Graph Representation Learning, Deep Generative Models on Graphs, and Multiresolution Machine Learning

Son Hy Truong, University of Chicago

Description: Graph neural networks (GNNs) utilizing various ways of generalizing the concept of convolution to graphs have been widely applied to many learning tasks, including modeling physical systems, finding molecular representations to estimate quantum chemical computation, etc. Most existing GNNs address permutation invariance by conceiving of the network as a message passing scheme, where each node sums the feature vectors coming from its neighbors. We argue that this scheme imposes a limitation on the representation power of GNNs such that each node loses their identity after being aggregated by summing. Thus, we propose a new general architecture called Covariant Compositional Networks (CCNs) in which the node features are represented by higher order tensors and transform covariantly/equivariantly according to a specific representation of the symmetry group of its receptive field. Experiments show that CCNs can outperform competing methods on standard graph learning benchmarks and on estimating the molecular properties calculated by computationally expensive Density Functional Theory (DFT).
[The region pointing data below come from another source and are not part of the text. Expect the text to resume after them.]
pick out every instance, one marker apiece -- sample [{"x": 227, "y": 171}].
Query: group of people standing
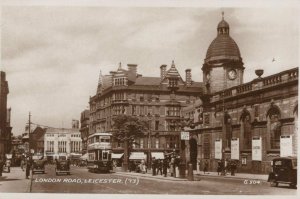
[
  {"x": 4, "y": 162},
  {"x": 224, "y": 166},
  {"x": 162, "y": 166},
  {"x": 26, "y": 163}
]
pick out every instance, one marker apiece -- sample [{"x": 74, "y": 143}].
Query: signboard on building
[
  {"x": 235, "y": 149},
  {"x": 286, "y": 147},
  {"x": 185, "y": 135},
  {"x": 218, "y": 149},
  {"x": 256, "y": 149}
]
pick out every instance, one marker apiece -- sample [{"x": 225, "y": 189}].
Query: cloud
[{"x": 53, "y": 55}]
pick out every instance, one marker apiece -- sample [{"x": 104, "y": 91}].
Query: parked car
[
  {"x": 62, "y": 166},
  {"x": 38, "y": 165},
  {"x": 7, "y": 163},
  {"x": 284, "y": 170}
]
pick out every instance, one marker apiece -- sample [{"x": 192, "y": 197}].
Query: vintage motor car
[
  {"x": 7, "y": 164},
  {"x": 284, "y": 170},
  {"x": 62, "y": 167},
  {"x": 38, "y": 164}
]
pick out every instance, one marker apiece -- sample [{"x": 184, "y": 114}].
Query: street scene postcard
[{"x": 149, "y": 99}]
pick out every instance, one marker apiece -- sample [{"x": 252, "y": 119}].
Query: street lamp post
[{"x": 149, "y": 140}]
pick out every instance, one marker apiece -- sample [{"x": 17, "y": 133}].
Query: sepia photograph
[{"x": 149, "y": 99}]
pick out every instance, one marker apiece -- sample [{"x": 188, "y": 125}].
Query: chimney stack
[
  {"x": 163, "y": 70},
  {"x": 132, "y": 68},
  {"x": 188, "y": 77}
]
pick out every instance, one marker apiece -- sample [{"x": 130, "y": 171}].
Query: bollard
[{"x": 190, "y": 173}]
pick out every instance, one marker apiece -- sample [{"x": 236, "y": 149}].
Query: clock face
[{"x": 232, "y": 74}]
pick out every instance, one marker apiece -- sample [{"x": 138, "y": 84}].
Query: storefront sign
[
  {"x": 218, "y": 149},
  {"x": 286, "y": 147},
  {"x": 256, "y": 149},
  {"x": 235, "y": 149},
  {"x": 185, "y": 135}
]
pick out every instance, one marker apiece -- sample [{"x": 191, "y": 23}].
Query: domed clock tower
[{"x": 223, "y": 66}]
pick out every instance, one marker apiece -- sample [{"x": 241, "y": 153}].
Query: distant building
[
  {"x": 61, "y": 142},
  {"x": 5, "y": 128},
  {"x": 84, "y": 129},
  {"x": 250, "y": 123},
  {"x": 124, "y": 91},
  {"x": 37, "y": 140}
]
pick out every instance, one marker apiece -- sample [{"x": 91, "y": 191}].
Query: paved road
[{"x": 81, "y": 181}]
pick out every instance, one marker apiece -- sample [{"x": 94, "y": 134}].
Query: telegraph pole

This novel machine learning approach allows scientists to efficiently extract chemical knowledge and explore the increasingly growing chemical data.

Understanding graphs in a multiscale perspective is essential for capturing the large-scale structure of molecules, proteins, genomes, etc. For this reason, we introduce Multiresolution Equivariant Graph Variational Autoencoder (MGVAE), the first hierarchical generative model to learn and generate graphs in a multiresolution and equivariant manner. MGVAE is built upon Multiresolution Graph Network (MGN), an architecture which explicitly learns a multilevel hard clustering of the vertices, leading to a true multiresolution hierarchy. MGVAE then employs the hierarchical variational autoencoder model to stochastically generate a graph in multiple resolution levels given the hierarchy of latent distributions. Our proposed framework achieves competitive results with several generative tasks including general graph generation, molecule generation, unsupervised molecular representation learning, link prediction on citation graphs, and graph-based image generation. Future applications of MGVAE range from lead optimization enhancing the most promising compounds in drug discovery to finding stable crystal structures in material science.

Multiresolution Matrix Factorization (MMF) is unusual amongst fast matrix factorization algorithms in that it does not make a low rank assumption. This makes MMF especially well suited to modeling certain types of graphs with complex multiscale or hierarchical structure. While MMF promises to yield a useful wavelet basis, finding the factorization itself is hard, and existing greedy methods tend to be brittle. Therefore, we propose a learnable version of MMF that carefully optimizes the factorization with a combination of Reinforcement Learning and Stiefel manifold optimization through back-propagating errors. Based on the wavelet basis produced by MMF when factorizing the normalized graph Laplacian, a wavelet network learning graphs on the spectral domain is constructed with the graph convolution defined via the sparse wavelet transform. We have shown that the wavelet basis resulted from our learnable MMF far outperforms prior MMF algorithms, and the corresponding wavelet networks yield state of the art results on standard node classification on citation graphs and molecular graph classification. This is a promising direction to understand and visualize complex hierarchical structures such as social networks and biological data.